Ok, I'm mostly posting this as a sanity check. After the most recent update (which the update process could at least use a heads up as it just decided to do it in the middle of a movie), I've noticed something odd with how the remote behaves, particularly with the screensaver. Or at least I believe I am. Prior to the update, if the screensaver was on, hitting just about any key on the remote would wake it up. Now, it seems only the Home button or the TiVo button will exit the screensaver. The first few times, I actually thought the remote was losing pairing with the streamer (still not positive on that front as the LED behaves differently), but I can't quite tell.
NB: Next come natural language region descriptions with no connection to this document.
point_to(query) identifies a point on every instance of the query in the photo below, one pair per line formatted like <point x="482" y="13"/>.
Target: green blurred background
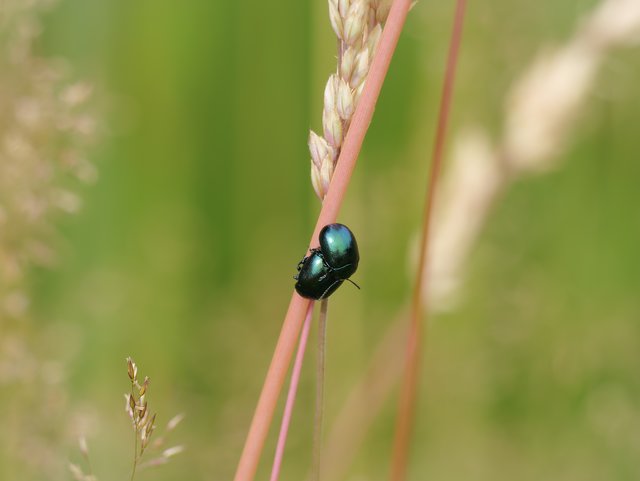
<point x="183" y="253"/>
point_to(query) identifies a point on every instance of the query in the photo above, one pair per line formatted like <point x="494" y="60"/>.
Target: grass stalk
<point x="408" y="393"/>
<point x="291" y="395"/>
<point x="292" y="324"/>
<point x="319" y="409"/>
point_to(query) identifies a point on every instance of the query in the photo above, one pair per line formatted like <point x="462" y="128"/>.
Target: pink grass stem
<point x="292" y="324"/>
<point x="408" y="393"/>
<point x="291" y="395"/>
Am I losing it and it's always been that way, or has anyone else noticed this?


----------



## XRaiderV17 (Jan 15, 2021)

you're not losing it, I'm seeing this too..heck I even tried with a fresh set of batteries just to make sure.


----------



## 241705 (Mar 9, 2010)

Tried this while Pandora was running, but Screensaver on. The volume key brought it out of Screensaver mode

Sent from my SM-G975U using Tapatalk


----------



## Moebius (Nov 25, 2002)

blackngold75 said:


> Tried this while Pandora was running, but Screensaver on. The volume key brought it out of Screensaver mode
> 
> Sent from my SM-G975U using Tapatalk


Wonder if an active signal vs. a pause has anything to do with it. For example, if I'm in YouTube or YTTV or D+ and pause playback for long enough to go to screensaver, only the home button responds to cancel screensaver, and will exit the app too. No other remote button will exit screensaver. Volume and mute function, but don't cancel screensaver. I'll have to test with Pandora to see.
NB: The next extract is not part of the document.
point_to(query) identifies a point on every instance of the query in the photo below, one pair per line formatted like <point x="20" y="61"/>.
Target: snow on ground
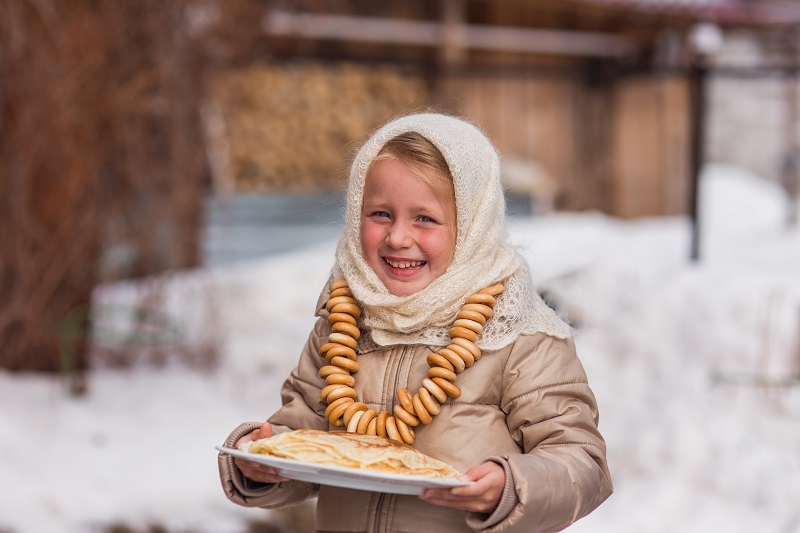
<point x="695" y="366"/>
in general, I've been seeing a lot of stability issues since the update. Apps freeze for extended periods, usually have to reboot a couple of times daily just to be usable. Haven't wiped it yet, but about to gave to try that.


----------



## XRaiderV17 (Jan 15, 2021)

I'm actually not seeing any stability issues..I've seen it kind of choke on trying and failing to enter screensaver from amazon prime videos(fell asleep watching matilda..) and do the rainbow static pixel crud but it came back out of it again without even so much as a sign that it'd been having a problem in the first place.


----------